Alcalá Zamora, que consideró desastrosas para la República las
consecuencias de los incendios de los conventos, que «motivaron reclamaciones
de países tan laicos como Francia o violentas censuras de los que, como
Holanda, tras haber execrado nuestra intolerancia antiprotestante se
escandalizaban de la anticatólica», considera ridículo que atribuyeran «la
culpa de aquellos incendios al supuesto de irme yo a oír misa antes de acudir a
mi oficina en palacio.
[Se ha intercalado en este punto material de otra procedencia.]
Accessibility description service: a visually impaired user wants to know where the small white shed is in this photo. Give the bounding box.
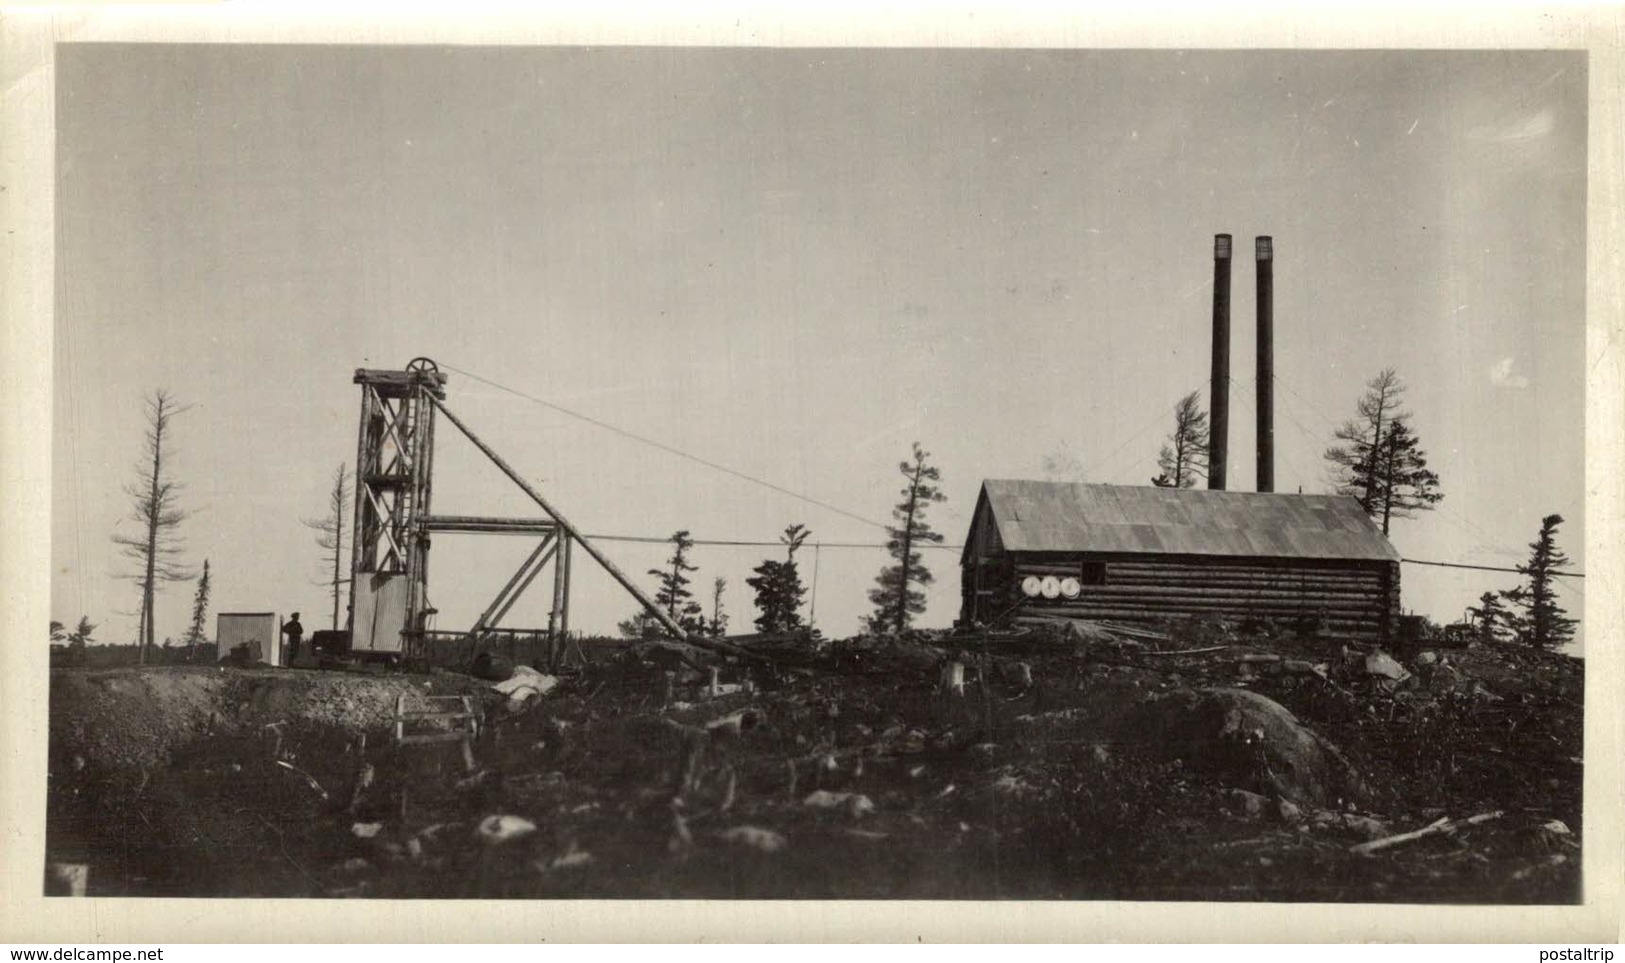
[216,612,282,666]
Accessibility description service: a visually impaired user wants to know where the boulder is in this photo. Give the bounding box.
[1224,788,1271,819]
[1124,687,1368,807]
[1426,662,1467,694]
[1364,650,1410,682]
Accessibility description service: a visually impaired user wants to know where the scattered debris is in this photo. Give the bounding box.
[704,707,761,735]
[803,790,875,818]
[475,814,537,845]
[1351,810,1504,856]
[1311,811,1389,841]
[44,624,1582,902]
[490,665,559,712]
[541,844,595,871]
[720,825,788,853]
[275,759,330,800]
[991,773,1032,797]
[1144,645,1229,657]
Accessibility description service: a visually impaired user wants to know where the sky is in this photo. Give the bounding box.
[51,46,1588,647]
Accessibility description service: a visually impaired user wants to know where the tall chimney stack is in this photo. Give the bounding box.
[1208,234,1232,490]
[1255,236,1274,493]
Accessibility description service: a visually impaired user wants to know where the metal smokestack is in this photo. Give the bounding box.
[1208,234,1232,490]
[1256,235,1274,493]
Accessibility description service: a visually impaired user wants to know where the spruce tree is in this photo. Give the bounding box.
[867,443,947,635]
[747,524,810,633]
[708,577,729,638]
[648,530,705,635]
[1370,419,1443,535]
[184,559,212,647]
[1464,590,1509,644]
[1501,513,1578,648]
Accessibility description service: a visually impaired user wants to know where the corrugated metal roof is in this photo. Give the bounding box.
[978,479,1400,562]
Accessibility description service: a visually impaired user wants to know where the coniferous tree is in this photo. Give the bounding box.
[1501,514,1579,649]
[71,616,96,645]
[184,559,212,646]
[708,577,729,638]
[111,389,193,664]
[1370,418,1443,535]
[1324,369,1444,533]
[617,610,664,640]
[867,443,947,635]
[648,530,705,635]
[747,524,810,633]
[1151,391,1210,489]
[51,617,96,664]
[1464,591,1510,644]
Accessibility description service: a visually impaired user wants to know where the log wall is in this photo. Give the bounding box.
[962,552,1398,640]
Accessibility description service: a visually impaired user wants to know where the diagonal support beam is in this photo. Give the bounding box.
[487,539,559,629]
[368,385,411,475]
[360,484,405,568]
[470,533,555,636]
[429,396,690,642]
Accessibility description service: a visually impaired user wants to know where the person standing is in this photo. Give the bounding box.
[282,612,304,665]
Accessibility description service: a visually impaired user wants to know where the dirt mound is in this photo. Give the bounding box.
[49,666,484,774]
[1123,686,1367,807]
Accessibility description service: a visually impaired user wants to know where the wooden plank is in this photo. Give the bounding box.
[1103,567,1384,580]
[398,732,472,746]
[1012,554,1391,573]
[1104,563,1385,577]
[419,515,558,534]
[1104,575,1383,587]
[1105,570,1382,583]
[1013,565,1383,584]
[1023,598,1383,612]
[1065,581,1384,594]
[1022,602,1382,621]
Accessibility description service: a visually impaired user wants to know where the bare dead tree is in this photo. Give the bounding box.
[1151,391,1211,488]
[304,463,352,630]
[111,389,193,664]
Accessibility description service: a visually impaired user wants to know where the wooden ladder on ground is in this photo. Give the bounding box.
[393,693,479,772]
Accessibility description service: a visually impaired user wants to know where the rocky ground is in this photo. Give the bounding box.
[44,623,1583,901]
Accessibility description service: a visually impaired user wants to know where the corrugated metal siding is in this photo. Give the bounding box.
[981,480,1399,562]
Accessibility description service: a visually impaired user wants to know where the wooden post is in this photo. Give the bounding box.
[549,530,568,664]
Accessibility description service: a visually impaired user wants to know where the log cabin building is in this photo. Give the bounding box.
[959,480,1401,640]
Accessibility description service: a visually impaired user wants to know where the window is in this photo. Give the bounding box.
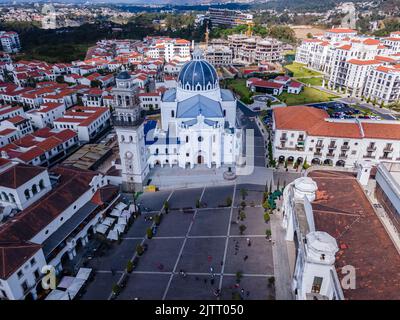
[311,277,323,294]
[198,136,203,142]
[185,136,189,143]
[171,110,175,117]
[30,258,36,267]
[34,269,40,281]
[0,289,7,299]
[21,281,28,293]
[17,270,23,279]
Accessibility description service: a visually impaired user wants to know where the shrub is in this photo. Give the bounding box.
[266,229,272,237]
[239,224,247,235]
[239,210,246,221]
[163,201,169,214]
[240,201,246,208]
[264,212,271,223]
[236,271,243,283]
[226,196,232,207]
[240,188,248,200]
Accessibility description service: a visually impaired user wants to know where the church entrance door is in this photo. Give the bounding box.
[197,155,204,164]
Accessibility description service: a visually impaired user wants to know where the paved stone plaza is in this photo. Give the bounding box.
[82,184,276,300]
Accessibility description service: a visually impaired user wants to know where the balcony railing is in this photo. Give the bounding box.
[314,152,322,156]
[383,146,393,152]
[363,154,375,159]
[341,145,350,150]
[326,153,335,158]
[112,116,144,128]
[280,136,288,141]
[328,144,337,150]
[379,156,393,160]
[367,146,376,152]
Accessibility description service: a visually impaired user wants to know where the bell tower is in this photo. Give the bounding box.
[112,71,149,192]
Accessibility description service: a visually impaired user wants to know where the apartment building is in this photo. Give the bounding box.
[205,45,233,66]
[144,37,191,63]
[227,34,283,65]
[363,64,400,105]
[0,31,21,53]
[295,28,400,104]
[208,8,253,27]
[273,106,400,168]
[383,31,400,54]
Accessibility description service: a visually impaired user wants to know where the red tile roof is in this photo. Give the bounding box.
[309,170,400,300]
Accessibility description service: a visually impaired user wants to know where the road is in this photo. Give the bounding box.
[337,97,398,120]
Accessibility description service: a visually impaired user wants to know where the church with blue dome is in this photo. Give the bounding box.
[114,50,243,190]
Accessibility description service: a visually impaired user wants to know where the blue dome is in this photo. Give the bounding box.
[116,71,131,80]
[178,59,219,91]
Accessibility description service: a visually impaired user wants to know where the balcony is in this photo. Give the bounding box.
[367,145,376,152]
[326,153,335,158]
[383,146,393,152]
[314,151,322,156]
[280,136,288,141]
[315,144,324,149]
[339,154,348,159]
[328,144,337,150]
[379,156,393,160]
[363,154,375,159]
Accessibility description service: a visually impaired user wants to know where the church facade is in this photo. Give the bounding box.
[113,52,243,191]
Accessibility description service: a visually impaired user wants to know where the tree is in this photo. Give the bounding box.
[264,212,271,223]
[112,283,121,295]
[154,214,161,226]
[91,79,101,88]
[163,201,169,214]
[236,271,243,283]
[239,224,247,235]
[306,32,313,38]
[240,188,248,201]
[136,244,144,256]
[266,229,272,238]
[127,260,134,273]
[146,227,153,239]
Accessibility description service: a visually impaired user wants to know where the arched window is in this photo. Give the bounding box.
[223,110,226,117]
[9,194,15,203]
[39,179,45,190]
[129,136,133,143]
[171,110,175,118]
[32,184,38,195]
[186,136,189,143]
[121,135,125,143]
[125,96,130,106]
[155,148,159,155]
[117,95,122,105]
[24,189,30,200]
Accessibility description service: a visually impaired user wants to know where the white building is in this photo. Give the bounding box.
[26,103,66,129]
[53,106,110,142]
[113,51,242,191]
[209,8,253,27]
[144,37,191,63]
[0,162,120,300]
[273,106,400,168]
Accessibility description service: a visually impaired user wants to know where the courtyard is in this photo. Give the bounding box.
[81,184,276,300]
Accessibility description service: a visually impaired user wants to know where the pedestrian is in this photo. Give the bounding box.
[244,255,248,261]
[241,289,244,295]
[246,291,250,297]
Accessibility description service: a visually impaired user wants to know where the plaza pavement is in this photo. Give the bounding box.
[81,184,277,300]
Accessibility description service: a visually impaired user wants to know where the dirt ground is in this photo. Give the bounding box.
[291,25,327,39]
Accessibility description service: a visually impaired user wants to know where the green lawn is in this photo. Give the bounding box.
[225,79,253,104]
[278,87,339,106]
[285,62,322,78]
[297,77,323,86]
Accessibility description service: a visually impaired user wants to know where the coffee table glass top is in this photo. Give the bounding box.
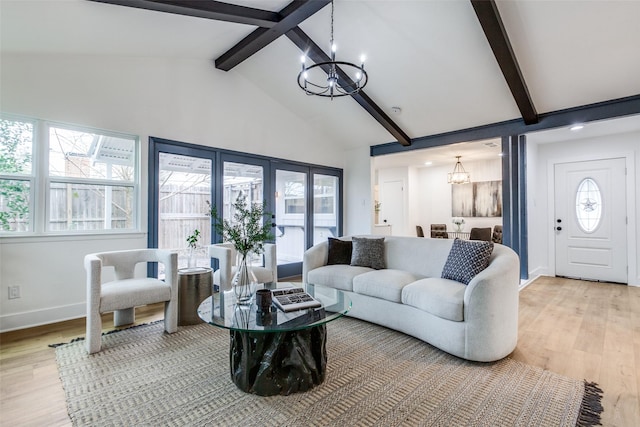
[197,283,351,333]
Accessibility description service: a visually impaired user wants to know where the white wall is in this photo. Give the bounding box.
[344,146,372,236]
[527,131,639,286]
[0,53,348,331]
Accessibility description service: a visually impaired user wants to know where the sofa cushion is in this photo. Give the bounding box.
[402,278,466,322]
[351,236,386,270]
[307,264,373,292]
[327,237,353,265]
[353,269,419,303]
[441,239,493,285]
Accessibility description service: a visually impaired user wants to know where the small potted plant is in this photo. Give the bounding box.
[207,194,273,303]
[186,229,201,269]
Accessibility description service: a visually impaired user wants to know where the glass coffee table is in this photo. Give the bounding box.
[197,283,351,396]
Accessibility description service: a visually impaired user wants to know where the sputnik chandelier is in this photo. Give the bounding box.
[297,0,368,99]
[448,156,471,184]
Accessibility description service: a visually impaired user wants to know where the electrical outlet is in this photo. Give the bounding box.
[8,286,20,299]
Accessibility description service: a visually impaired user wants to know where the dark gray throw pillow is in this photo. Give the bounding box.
[327,238,353,265]
[441,238,494,285]
[350,237,386,270]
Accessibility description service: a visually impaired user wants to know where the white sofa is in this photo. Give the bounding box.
[302,235,520,362]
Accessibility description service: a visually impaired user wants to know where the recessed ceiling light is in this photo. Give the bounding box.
[391,106,402,114]
[569,124,584,131]
[424,161,433,166]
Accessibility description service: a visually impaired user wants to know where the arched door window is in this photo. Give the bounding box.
[575,178,602,233]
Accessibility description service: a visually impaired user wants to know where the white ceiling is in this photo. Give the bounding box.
[373,138,502,169]
[1,0,639,154]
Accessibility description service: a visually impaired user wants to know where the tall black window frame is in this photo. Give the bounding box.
[148,137,343,279]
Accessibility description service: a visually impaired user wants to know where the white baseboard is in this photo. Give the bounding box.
[517,266,549,291]
[0,302,85,333]
[519,274,542,291]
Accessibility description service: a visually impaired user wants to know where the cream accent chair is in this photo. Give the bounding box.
[84,249,178,354]
[209,243,277,291]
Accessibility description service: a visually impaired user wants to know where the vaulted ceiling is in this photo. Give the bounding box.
[1,0,639,150]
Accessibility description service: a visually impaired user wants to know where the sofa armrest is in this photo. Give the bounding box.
[462,245,520,360]
[302,241,329,283]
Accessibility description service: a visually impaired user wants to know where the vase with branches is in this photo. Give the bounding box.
[207,194,274,303]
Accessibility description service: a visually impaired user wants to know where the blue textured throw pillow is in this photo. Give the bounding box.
[441,238,493,285]
[350,237,386,270]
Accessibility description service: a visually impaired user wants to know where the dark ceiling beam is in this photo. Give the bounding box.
[286,27,411,146]
[90,0,410,145]
[371,94,640,156]
[215,0,331,71]
[471,0,539,125]
[87,0,280,28]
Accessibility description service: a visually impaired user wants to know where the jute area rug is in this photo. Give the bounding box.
[54,317,602,426]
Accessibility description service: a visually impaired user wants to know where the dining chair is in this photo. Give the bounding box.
[492,225,503,244]
[469,227,492,242]
[430,224,448,239]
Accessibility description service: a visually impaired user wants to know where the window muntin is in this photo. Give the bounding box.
[575,178,602,233]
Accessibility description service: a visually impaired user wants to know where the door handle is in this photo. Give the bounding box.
[556,226,562,231]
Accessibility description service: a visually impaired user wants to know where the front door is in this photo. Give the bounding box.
[554,158,627,283]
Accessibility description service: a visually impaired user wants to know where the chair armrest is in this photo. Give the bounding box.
[84,254,103,312]
[155,250,178,294]
[263,243,277,282]
[209,243,234,291]
[302,241,329,283]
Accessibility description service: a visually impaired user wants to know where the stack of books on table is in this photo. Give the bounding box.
[271,288,322,312]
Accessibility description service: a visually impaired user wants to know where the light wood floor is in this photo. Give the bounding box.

Durante aquella semana yo solamente oí misa el domingo
10 de mayo, cuando no había ocurrido ningún incendio en Madrid, y el siguiente
domingo 17, cuando ya habían acabado», confiesa Alcalá Zamora en sus Memorias.
La tarde misma
del 11 de mayo, el nuncio Tedeschini visitó al doctor Marañón y también a
Ortega y Gasset en su casa de la calle Velázquez, para que interpusieran su
autoridad moral a fin de que la República no se ensañase con la Iglesia.
El doctor Marañón
se presentó al día siguiente, 12 de mayo, en la redacción de El Sol para dejar una nota de protesta,
firmada también por Ortega y Gasset y Pérez de Ayala:
–Quemar…
conventos e iglesias no demuestra ni verdadero celo republicano ni espíritu de
avanzada, sino más bien un fetichismo primitivo o criminal que lleva lo mismo a
adorar las cosas materiales que a destruirlas.
En Ahora, diario republicano, apareció el
14 de mayo otro manifiesto firmado por Miguel de Unamuno, Antonio Machado,
Gregorio Marañón, José Ortega y Gasset y otros, en el que se lee:
–Pensemos que por
nosotros España, ante el extranjero, será un país ejemplar o un país
ignominioso, según la trágica alternativa de nuestra conducta, y que el
porvenir hablará de nuestra generación para exaltarla o maldecirla, según sea
la eficacia bienhechora o maléfica de nuestra voluntad.
¿Esta es la República que exaltan el
Coletas y conmilitones? Porque quemas hubo en los años siguientes y en 1936,
durante el Frente Popular y la guerra civil. ¿Esto nos espera?